On 05/26/2015 02:55 AM, deadalnix wrote:
On Tuesday, 26 May 2015 at 00:07:33 UTC, Timon Gehr wrote:
I'm fine with RTL for assignment expressions, and LTR everywhere else.
Daniel, if you could work this out at front end level so it goes the
same way for all backends, that would be fantastic. -- Andrei
Why? Strictly left-to-right is the simplest thing.
In case of opAssign kind of thing, LTR is not doable as operator
overloading, at least not in a backward compatible manner.

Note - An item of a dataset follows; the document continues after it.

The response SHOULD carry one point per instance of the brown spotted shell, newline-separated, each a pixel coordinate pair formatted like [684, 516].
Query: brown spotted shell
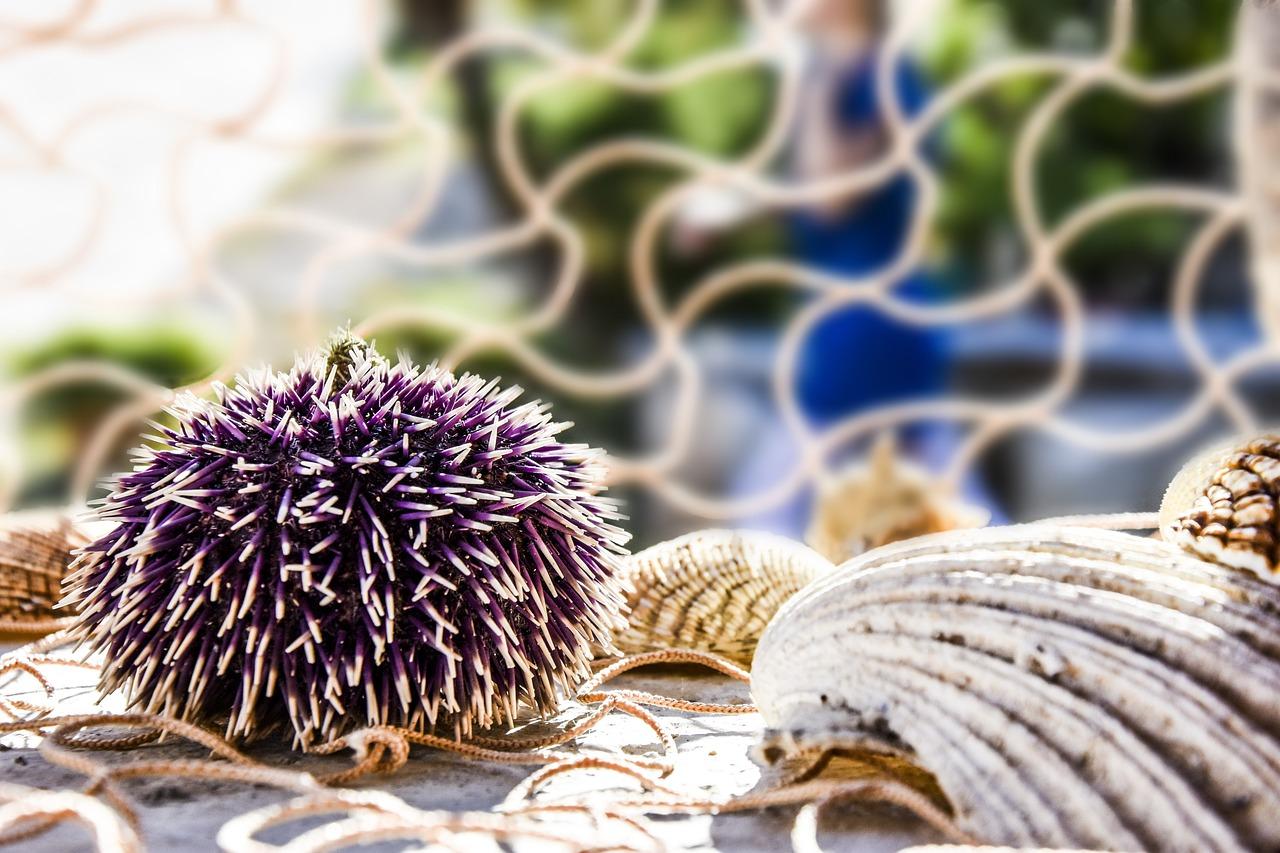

Not caching the value of the left hand side is not the same thing as
right-to-left evaluation:
int a=0,b=0;
(b++,a)=b; // ltr gives a==1, rtl gives a==0, caching irrelevant
int a=0,b=0;
((ref a,b)=>a=b)((b++,a),b) // operator overloading lowering gives a==1
However, this is a more general problem with operator overloading: the
first argument is always passed by reference, hence it is not cached:
int[] foo(){
int a=1;
int[] r;
a=(a=a*2)+(a=a+2); // with l-t-r and caching: 6
r~=a;
alias string=immutable(char)[];
static struct S{
int a;
this(int a){ this.a=a; }
S opBinary(string op)(S t){ return S(mixin("a "~op~" t.a")); }
ref S opUnary(string op:"++")(){ ++a; return this; }
}
static struct T{
int a;
this(int a){ this.a=a; }
T opBinaryRight(string op)(T s){ return T(mixin("s.a "~op~" a")); }
ref T opUnary(string op:"++")(){ ++a; return this; }
}
auto s=S(1);
auto t=T(1);
s=(s=s*S(2))+(s=s+S(2)); // with l-t-r and lowering: 8
t=(t=t*T(2))+(t=t+T(2)); // either 8 or 12, depending on whether
evaluation order is preserved during lowering.
r~=s.a,r~=t.a;
return r;
}
I guess overloaded operators could be made to cache the old value. (As
they do in CTFE, apparently. :o))
However, this seems like overkill. Any other ideas?